# Marlin .357



## blackcrowe (Jan 16, 2008)

My grandfather has given me a couple of guns over the years, and next time I go to see him I'm going to get a Marlin lever action .357. I've shot it before and it's fun to shoot at the range, but I'm curious to what the applications for this firearm are. Obviously .357 is a great defense load in a hand gun, but I was just wondering the purpose for a lever action rifle in this caliber. Anybody else own one of these? If so what do you use it for.


----------



## DJ Niner (Oct 3, 2006)

I've not owned one of the .357 models, but several friends have, and I've owned a couple of the very similar .44 Magnum models over the years.

They make a fine close-range deer-and-smaller-game hunting rifle. I wouldn't tackle a moose with one, but if you use a well-constructed bullet and place your shot carefully, any whitetail should be fair game, as well as varmints, fur animals like fox and coyote, and even small game (if legal; in my state, you can't use centerfires for squirrels, as they don't want folks shooting up into the treetops with big bullets -- rimfires only, here).

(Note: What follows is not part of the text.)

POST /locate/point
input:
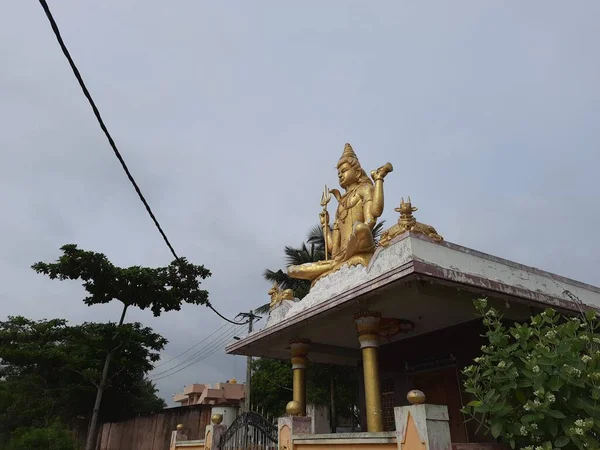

Don't plan on shooting at really big critters or hunting out past 200+ yards with them, as the cartridges just don't shoot flat enough or hit hard enough for these to be reasonable goals; but inside 100 yards (where the majority of deer are harvested, IMO), they will work very well.

They are also popular as "truck guns" or just-in-case "emergency" rifles in rural areas. Anywhere you might see a .30-30 in a gun rack or stashed in a car trunk, the .357 lever-action will fill the same need.

With correct loads, they can also serve as personal defense weapons; in fact, there is quite a following of folks who think these are nearly as effective as an "evil assault-type rifle", without the politically incorrect image problems. They don't reload quite as quickly, but it well-trained hands, they can be formidable defense tools.

Finally, they are fun informal target-shooting guns. I call .22 rimfires "plinkers", and bigger guns in the same role "plunkers." :mrgreen: The .357 is light and handy, can shoot the shorter and less-powerful .38 Special ammo for training new shooters of for lower-cost practice, and is usually cheaper to shoot than similar guns in real rifle calibers like .30-30s. You can also shoot pistol-caliber rifles on most indoor ranges, where rifle-caliber rifles and carbines may be restricted from use.


----------



## GURU1911 (Nov 16, 2010)

Another thing to consider, is that your rifle & revolver (if you have one) can both use the same ammo. However, because of the length of the rifle barrel, you can use heavy charges of slow burning powder & heavy bullets to reach levels of kinetic impact energy & velocity that would be impossible to obtain in your revolver.


----------